Back to ListInvestment Rating: 3.2
| Stock Code | GLENMARK | Market Cap | 62,133 Cr. | Current Price | 2,202 ₹ | High / Low | 2,474 ₹ |
| Stock P/E | 38.8 | Book Value | 856 ₹ | Dividend Yield | 0.11 % | ROCE | 6.51 % |
| ROE | 6.58 % | Face Value | 1.00 ₹ | DMA 50 | 2,224 ₹ | DMA 200 | 2,067 ₹ |
| Chg in FII Hold | 1.15 % | Chg in DII Hold | -0.81 % | PAT Qtr | 295 Cr. | PAT Prev Qtr | 426 Cr. |
| RSI | 49.4 | MACD | -34.4 | Volume | 9,88,095 | Avg Vol 1Wk | 5,46,499 |
| Low price | 1,612 ₹ | High price | 2,474 ₹ | PEG Ratio | 84.4 | Debt to equity | 0.00 |
| 52w Index | 68.4 % | Qtr Profit Var | 9.79 % | EPS | -7.12 ₹ | Industry PE | 32.5 |
📊 Glenmark shows weak efficiency with low [ROCE](ca://s?q=Explain_ROCE) (6.51%) and [ROE](ca://s?q=Explain_ROE) (6.58%), which are significantly below industry standards. Despite being debt-free, the company’s [PEG ratio](ca://s?q=Explain_PEG_ratio) of 84.4 highlights severe overvaluation relative to growth. The [P/E valuation](ca://s?q=Explain_P/E_ratio) of 38.8 is also higher than the industry average (32.5). Dividend yield (0.11%) is negligible, offering little income support. EPS is negative (-7.12 ₹), raising concerns about profitability sustainability.

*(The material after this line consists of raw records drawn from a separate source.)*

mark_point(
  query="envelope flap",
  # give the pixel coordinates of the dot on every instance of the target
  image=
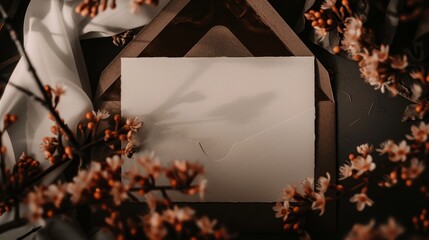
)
(255, 24)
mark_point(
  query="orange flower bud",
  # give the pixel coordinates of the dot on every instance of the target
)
(296, 209)
(89, 115)
(54, 130)
(296, 226)
(317, 14)
(178, 227)
(90, 125)
(68, 150)
(336, 49)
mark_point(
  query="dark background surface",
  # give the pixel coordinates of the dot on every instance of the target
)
(356, 123)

💡 The ideal entry price zone would be near 1,600–1,750 ₹, close to the 52-week low (1,612 ₹) and below DMA levels (2,067–2,224 ₹), providing a margin of safety. RSI (49.4) indicates neutral momentum, while MACD (-34.4) suggests bearish sentiment, making caution essential before accumulation.

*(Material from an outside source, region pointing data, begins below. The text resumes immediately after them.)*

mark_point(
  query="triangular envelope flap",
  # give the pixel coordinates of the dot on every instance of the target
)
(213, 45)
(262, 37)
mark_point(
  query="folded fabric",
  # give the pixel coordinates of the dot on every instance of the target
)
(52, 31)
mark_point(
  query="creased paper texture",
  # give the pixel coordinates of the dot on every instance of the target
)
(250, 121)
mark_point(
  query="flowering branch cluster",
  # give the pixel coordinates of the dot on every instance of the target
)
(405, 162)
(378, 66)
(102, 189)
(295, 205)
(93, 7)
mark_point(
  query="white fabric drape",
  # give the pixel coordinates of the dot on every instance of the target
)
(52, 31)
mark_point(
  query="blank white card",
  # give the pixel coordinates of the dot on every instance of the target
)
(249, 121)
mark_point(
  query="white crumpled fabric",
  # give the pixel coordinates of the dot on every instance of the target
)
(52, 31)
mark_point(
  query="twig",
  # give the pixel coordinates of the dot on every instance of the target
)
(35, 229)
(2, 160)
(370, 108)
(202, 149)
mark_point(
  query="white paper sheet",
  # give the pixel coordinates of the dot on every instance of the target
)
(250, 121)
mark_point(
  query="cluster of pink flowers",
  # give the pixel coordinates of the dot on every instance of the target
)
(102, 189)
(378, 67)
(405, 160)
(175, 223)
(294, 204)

📈 For existing holders, the exit strategy should be short-to-medium term rather than long-term, given weak efficiency metrics and overvaluation. Consider reducing exposure if the stock revisits 2,350–2,450 ₹ (recent highs). Long-term holding is risky unless profitability improves significantly.
✅ Positive
- 📌 Debt-free balance sheet ensures financial stability.
- 📌 Institutional interest rising from FIIs (+1.15%).

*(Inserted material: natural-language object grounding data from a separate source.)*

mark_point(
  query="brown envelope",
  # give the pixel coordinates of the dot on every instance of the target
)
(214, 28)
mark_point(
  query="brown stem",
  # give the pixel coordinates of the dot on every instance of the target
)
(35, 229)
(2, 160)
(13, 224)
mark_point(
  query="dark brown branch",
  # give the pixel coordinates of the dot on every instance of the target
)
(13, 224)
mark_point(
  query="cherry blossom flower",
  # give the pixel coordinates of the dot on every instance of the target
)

- 📌 Quarterly PAT of 295 Cr, though lower than previous quarter.
⚠️ Limitation
- 📌 Very low ROCE (6.51%) and ROE (6.58%).
- 📌 Extremely high PEG ratio (84.4) indicates poor growth valuation.
- 📌 Negative EPS (-7.12 ₹) raises profitability concerns.
- 📌 Dividend yield (0.11%) is negligible.
📉 Company Negative News
- 📌 Decline in quarterly PAT (295 Cr vs 426 Cr).
- 📌 Reduced DII holdings (-0.81%).
📈 Company Positive News
- 📌 FII holdings increased (+1.15%), showing foreign investor confidence.
🏭 Industry
- 📌 Industry P/E at 32.5, lower than Glenmark’s 38.8, suggesting overvaluation.
- 📌 Pharma sector benefits from global demand, but Glenmark lags peers in efficiency.
🔎 Conclusion
Glenmark is not an ideal candidate for long-term investment due to weak efficiency, negative EPS, and extreme PEG ratio. The ideal entry zone is 1,600–1,750 ₹ for risk-tolerant investors. Current holders should consider reducing exposure near 2,350–2,450 ₹, as long-term holding carries significant valuation and profitability risks.